Hitting on the novel idea that he could end his wife's incessant
nagging by giving her a good scare, Hungarian Jake Fen built
an elaborate harness to make it look as if he had hanged
himself. When his wife came home and saw him she fainted.
Hearing a disturbance a neighbor came
over and, finding what she thought were two corpses,
seized the opportunity to loot the place. As she
was leaving the room, her arms laden, the outraged and
suspended Mr. Fen kicked her stoutly in the
backside. This so surprised the lady that she dropped dead
of a heart attack. Happily, Mr. Fen was
acquitted of manslaughter and he and his wife were reconciled.
An unidentified English woman, according to the London Sunday
Express was climbing into the bathtub one afternoon when she
remembered she had left some muffins in the oven.
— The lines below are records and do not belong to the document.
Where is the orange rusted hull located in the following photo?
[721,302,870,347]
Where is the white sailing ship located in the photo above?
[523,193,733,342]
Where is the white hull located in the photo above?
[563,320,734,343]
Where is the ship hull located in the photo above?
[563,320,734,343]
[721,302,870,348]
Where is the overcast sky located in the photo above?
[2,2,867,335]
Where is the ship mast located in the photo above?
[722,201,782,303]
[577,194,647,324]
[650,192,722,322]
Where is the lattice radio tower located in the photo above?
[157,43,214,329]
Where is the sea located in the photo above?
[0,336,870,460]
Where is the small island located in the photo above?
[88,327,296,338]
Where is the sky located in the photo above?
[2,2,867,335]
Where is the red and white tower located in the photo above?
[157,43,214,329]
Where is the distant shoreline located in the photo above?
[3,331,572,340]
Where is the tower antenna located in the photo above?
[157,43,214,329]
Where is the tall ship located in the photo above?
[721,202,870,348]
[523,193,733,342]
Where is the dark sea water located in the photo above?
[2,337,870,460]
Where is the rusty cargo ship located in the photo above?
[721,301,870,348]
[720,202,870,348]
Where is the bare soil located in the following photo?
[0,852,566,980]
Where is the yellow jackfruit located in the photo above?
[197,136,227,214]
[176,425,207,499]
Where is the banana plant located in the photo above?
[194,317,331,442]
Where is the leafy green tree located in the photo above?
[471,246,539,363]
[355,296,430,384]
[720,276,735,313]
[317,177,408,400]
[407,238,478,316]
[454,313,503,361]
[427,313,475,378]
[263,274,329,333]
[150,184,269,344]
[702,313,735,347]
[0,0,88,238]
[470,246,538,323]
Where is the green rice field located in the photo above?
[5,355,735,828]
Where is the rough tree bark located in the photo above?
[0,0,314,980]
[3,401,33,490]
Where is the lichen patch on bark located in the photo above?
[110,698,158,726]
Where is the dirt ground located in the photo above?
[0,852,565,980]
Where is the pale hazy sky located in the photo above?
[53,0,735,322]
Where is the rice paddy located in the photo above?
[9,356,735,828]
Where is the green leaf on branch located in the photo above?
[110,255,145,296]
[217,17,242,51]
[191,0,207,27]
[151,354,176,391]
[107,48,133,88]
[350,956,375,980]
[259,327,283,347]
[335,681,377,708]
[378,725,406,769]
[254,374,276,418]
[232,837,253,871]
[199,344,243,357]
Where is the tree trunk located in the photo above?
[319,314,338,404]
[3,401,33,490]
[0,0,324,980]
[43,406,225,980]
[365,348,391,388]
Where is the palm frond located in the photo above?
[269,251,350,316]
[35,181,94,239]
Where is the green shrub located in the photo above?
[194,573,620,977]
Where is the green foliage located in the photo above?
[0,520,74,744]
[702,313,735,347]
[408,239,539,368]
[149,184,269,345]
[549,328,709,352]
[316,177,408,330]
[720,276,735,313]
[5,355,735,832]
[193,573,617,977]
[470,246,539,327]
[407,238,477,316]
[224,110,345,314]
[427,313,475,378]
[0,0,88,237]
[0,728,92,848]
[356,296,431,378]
Naked, she
dashed downstairs and was removing
the muffins when she heard a noise at the door.
Thinking it was the baker, and knowing he would
come in and leave a loaf of bread on the kitchen table
if she didn't answer his knock, the woman darted
into the broom cupboard. A few moments later she
heard the back door open and, to her eternal
mortification, the sound of footsteps coming toward
the cupboard. It was the man from the gas
company, come to read the meter.
"Oh," stammered the woman, "I was expecting
the baker." The gas man blinked, excused himself and departed.